For the holiday-shortened week, equities hit new intra-week highs as expectations for an interest rate cut by the Federal Reserve this month and easing of trade tensions with China helped stocks move up. In all, the Dow industrials rose 1.2% to 26,922.12; the S&P 500 moved higher by 1.6% to 2,990.41; and the Nasdaq Composite climbed 1.9% to 8,161.79. All three narrowly missed finishing the week at record highs as stocks sold off on Friday. Crude oil settled back a bit to $57.51/bbl., sending energy stocks lower by one percent – the only market sector in the red. Technology stocks took top prize with a group gain of 2.5%, followed by telecom and consumer stocks. Gold prices also retreated by $13.00/oz. to $1,396.70.
In June, the economy added 224,000 jobs, well above expectations of 165,000, according to the Labor Department. The unemployment rate ticked up to 3.7%, however, as more people entered the workforce, but still near a 50-year low. Wage growth was 3.1% year-over-year, one-tenth of a point below estimates. Although the decade-long business expansion should continue in the second half and into 2020, the 3.1% rate of growth posted in the first quarter likely will be this upturn’s high point for the year, with selective weakening expected over the next four to six quarters according to Value Line. Areas of the economy linked to trade, manufacturing and housing are no longer faring as well and face considerable uncertainty moving forward. Then, there is consumer spending, which struggled in the first quarter, despite the 3.1% rise in GDP.

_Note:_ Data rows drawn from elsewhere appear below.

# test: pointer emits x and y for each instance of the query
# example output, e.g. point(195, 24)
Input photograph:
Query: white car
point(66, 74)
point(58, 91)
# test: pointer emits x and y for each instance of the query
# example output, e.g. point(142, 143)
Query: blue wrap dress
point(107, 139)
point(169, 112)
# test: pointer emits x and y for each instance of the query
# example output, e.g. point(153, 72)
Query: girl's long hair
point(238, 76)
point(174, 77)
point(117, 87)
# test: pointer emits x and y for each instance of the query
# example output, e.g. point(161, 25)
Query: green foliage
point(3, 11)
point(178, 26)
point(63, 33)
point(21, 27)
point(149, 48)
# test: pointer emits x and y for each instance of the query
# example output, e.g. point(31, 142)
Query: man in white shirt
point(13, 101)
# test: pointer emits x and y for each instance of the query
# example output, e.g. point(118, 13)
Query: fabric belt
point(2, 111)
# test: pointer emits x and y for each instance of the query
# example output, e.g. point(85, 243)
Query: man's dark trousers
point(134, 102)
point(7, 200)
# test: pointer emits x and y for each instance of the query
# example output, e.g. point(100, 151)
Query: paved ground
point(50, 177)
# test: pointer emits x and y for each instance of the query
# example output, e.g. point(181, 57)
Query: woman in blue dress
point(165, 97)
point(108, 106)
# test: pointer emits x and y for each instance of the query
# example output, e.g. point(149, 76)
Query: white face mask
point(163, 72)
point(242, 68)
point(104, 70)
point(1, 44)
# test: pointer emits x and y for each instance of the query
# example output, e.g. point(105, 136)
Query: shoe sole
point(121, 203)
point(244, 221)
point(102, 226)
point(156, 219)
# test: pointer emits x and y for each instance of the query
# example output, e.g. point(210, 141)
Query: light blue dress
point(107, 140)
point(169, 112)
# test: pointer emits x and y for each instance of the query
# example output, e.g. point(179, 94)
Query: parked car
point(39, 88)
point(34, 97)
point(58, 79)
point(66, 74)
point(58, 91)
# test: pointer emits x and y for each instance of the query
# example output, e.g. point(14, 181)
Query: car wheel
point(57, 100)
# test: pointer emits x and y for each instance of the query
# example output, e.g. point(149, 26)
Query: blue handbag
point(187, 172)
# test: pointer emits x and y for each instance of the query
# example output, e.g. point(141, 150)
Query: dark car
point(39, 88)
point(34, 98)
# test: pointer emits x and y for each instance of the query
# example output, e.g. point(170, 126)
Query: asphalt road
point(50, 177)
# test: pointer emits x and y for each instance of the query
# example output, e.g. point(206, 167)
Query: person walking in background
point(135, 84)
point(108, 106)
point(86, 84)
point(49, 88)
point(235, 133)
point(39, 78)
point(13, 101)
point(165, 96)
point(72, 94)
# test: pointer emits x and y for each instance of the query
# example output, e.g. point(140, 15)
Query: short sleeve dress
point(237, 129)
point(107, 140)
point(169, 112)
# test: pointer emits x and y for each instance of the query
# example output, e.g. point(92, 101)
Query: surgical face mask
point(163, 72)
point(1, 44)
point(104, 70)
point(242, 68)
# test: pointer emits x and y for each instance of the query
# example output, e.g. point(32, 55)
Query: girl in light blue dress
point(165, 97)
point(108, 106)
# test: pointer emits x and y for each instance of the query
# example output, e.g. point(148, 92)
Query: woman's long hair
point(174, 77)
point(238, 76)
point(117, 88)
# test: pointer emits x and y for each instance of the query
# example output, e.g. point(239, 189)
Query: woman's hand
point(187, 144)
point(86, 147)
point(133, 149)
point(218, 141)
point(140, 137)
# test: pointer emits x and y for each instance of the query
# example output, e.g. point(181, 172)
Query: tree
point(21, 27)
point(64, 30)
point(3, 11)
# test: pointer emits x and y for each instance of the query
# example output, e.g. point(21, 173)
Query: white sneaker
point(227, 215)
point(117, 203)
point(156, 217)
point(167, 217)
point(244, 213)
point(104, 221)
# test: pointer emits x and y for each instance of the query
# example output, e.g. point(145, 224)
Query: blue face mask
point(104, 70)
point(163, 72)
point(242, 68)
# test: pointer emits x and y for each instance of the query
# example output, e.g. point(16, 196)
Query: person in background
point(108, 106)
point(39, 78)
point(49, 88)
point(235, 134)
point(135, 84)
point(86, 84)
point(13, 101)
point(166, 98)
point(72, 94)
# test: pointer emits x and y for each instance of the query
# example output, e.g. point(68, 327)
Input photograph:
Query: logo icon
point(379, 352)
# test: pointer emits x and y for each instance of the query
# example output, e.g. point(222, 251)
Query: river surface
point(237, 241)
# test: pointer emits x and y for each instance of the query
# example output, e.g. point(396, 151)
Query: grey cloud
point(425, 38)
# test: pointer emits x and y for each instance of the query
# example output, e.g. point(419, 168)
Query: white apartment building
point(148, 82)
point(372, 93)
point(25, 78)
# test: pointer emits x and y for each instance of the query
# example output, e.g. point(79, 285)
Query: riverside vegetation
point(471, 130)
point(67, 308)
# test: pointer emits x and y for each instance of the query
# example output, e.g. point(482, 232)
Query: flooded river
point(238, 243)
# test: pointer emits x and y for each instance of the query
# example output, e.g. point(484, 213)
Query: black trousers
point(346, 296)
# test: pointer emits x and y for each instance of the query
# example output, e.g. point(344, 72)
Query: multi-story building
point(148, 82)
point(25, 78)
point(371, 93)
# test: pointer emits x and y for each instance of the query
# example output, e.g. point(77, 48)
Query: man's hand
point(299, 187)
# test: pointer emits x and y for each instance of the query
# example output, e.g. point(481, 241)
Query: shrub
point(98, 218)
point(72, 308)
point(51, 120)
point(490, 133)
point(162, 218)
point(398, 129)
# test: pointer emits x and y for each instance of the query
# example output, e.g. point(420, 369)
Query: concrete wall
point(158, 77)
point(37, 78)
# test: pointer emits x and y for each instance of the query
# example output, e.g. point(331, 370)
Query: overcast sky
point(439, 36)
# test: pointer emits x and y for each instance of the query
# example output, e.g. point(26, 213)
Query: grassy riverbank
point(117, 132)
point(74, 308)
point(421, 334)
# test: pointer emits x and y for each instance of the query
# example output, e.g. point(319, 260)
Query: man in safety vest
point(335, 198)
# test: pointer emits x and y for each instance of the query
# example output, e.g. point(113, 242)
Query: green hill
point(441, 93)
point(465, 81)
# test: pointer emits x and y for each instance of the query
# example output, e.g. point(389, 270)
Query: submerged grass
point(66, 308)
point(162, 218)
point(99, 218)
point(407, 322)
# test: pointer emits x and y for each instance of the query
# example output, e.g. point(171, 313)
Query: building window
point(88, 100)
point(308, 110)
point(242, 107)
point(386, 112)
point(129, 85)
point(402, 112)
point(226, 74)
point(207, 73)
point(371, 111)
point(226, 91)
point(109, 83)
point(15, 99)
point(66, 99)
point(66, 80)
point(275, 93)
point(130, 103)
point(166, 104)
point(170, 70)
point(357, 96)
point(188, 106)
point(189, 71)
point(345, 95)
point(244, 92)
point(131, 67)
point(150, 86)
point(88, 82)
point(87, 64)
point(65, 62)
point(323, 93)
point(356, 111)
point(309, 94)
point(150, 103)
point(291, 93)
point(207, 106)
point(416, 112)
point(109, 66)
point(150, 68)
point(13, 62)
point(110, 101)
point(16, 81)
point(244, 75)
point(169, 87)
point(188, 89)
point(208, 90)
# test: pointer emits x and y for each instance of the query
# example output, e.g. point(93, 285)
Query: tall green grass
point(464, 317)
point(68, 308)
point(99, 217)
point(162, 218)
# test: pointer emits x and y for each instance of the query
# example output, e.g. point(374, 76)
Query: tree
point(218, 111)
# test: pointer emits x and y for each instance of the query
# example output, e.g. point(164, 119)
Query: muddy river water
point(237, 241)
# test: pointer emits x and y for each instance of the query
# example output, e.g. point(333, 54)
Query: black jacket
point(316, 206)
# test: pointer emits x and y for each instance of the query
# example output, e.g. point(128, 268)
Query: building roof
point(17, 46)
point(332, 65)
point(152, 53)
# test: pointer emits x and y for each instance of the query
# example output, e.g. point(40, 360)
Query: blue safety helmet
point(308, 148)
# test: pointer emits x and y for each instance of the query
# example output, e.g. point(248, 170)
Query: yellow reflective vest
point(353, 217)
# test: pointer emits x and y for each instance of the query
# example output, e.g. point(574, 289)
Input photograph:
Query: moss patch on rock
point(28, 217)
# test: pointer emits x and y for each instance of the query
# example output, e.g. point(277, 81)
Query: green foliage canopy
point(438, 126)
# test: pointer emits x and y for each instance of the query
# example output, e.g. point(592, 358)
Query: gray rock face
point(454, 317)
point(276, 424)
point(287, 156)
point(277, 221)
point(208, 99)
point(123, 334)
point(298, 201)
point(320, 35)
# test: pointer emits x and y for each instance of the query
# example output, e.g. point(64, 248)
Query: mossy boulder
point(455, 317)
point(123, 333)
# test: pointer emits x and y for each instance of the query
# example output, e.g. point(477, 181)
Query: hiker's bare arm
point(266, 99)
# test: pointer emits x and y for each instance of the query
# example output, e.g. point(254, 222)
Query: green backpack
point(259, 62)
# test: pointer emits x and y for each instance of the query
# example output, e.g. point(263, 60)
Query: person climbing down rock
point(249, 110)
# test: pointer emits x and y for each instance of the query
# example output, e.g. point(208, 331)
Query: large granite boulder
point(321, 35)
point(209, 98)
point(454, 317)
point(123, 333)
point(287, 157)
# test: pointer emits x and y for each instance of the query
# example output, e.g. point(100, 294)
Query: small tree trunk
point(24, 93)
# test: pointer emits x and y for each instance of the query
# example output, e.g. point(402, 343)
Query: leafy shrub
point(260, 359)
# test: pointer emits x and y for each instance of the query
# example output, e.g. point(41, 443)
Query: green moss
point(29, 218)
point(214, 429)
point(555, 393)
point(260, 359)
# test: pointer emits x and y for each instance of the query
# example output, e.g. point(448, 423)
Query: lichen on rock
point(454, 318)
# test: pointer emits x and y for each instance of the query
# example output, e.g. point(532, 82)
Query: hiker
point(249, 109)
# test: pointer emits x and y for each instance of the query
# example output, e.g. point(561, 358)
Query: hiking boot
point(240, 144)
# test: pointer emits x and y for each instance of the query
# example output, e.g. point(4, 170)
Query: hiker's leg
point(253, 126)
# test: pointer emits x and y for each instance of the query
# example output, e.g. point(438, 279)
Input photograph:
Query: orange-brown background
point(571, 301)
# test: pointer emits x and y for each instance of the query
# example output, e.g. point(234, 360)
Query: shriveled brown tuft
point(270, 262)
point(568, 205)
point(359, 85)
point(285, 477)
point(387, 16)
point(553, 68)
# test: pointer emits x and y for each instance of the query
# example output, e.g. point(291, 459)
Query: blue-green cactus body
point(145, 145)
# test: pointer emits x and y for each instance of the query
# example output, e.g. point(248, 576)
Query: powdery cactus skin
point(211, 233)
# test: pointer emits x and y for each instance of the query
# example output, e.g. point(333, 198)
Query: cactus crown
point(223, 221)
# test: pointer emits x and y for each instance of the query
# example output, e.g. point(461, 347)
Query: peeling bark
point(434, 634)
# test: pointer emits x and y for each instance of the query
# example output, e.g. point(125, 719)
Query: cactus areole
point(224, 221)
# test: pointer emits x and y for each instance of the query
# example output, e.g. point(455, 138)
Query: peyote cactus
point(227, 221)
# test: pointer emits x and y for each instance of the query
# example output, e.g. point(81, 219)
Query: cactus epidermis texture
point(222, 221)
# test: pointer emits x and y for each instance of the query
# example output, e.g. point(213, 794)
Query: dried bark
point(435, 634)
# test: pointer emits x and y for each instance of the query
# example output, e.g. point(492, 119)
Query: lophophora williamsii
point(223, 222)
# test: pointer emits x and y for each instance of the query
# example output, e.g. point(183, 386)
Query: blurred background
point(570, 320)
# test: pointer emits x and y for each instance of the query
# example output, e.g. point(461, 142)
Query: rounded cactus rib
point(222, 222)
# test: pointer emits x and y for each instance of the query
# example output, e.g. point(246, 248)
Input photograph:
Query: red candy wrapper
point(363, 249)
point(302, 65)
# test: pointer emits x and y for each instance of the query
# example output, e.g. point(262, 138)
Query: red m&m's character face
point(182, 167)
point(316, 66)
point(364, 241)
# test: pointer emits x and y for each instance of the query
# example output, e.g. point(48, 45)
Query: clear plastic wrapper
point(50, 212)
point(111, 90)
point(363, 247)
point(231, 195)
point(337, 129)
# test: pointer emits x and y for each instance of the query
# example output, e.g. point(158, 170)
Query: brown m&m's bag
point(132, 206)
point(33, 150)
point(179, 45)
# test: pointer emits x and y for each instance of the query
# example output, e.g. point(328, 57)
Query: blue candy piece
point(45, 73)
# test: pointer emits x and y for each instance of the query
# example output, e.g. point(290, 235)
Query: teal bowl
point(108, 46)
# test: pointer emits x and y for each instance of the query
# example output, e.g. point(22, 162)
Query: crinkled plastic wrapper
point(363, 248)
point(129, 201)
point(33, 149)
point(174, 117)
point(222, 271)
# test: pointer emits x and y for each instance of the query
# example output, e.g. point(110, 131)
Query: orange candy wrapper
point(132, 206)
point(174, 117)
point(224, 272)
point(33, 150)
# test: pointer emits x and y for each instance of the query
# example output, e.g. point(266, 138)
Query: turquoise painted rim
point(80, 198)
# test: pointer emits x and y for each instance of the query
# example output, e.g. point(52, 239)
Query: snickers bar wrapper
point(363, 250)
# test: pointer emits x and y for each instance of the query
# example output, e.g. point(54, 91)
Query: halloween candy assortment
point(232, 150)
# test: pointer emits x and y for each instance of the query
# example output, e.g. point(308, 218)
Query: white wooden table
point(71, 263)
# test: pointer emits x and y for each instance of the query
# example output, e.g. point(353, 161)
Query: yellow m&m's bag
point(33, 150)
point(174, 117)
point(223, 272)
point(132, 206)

Through it all, the bulls remain in charge with equities showing developing strength as the calendar turns to the second half of the year and hopes for a continuing summer rally gain traction. With a dovish Federal Reserve, prospects for some trade tension relief and upcoming second quarter earnings looking favorable should keep investors in a buying mood. Ongoing geopolitical and slowing growth challenges facing investors aside, the outlook for stocks remains compelling.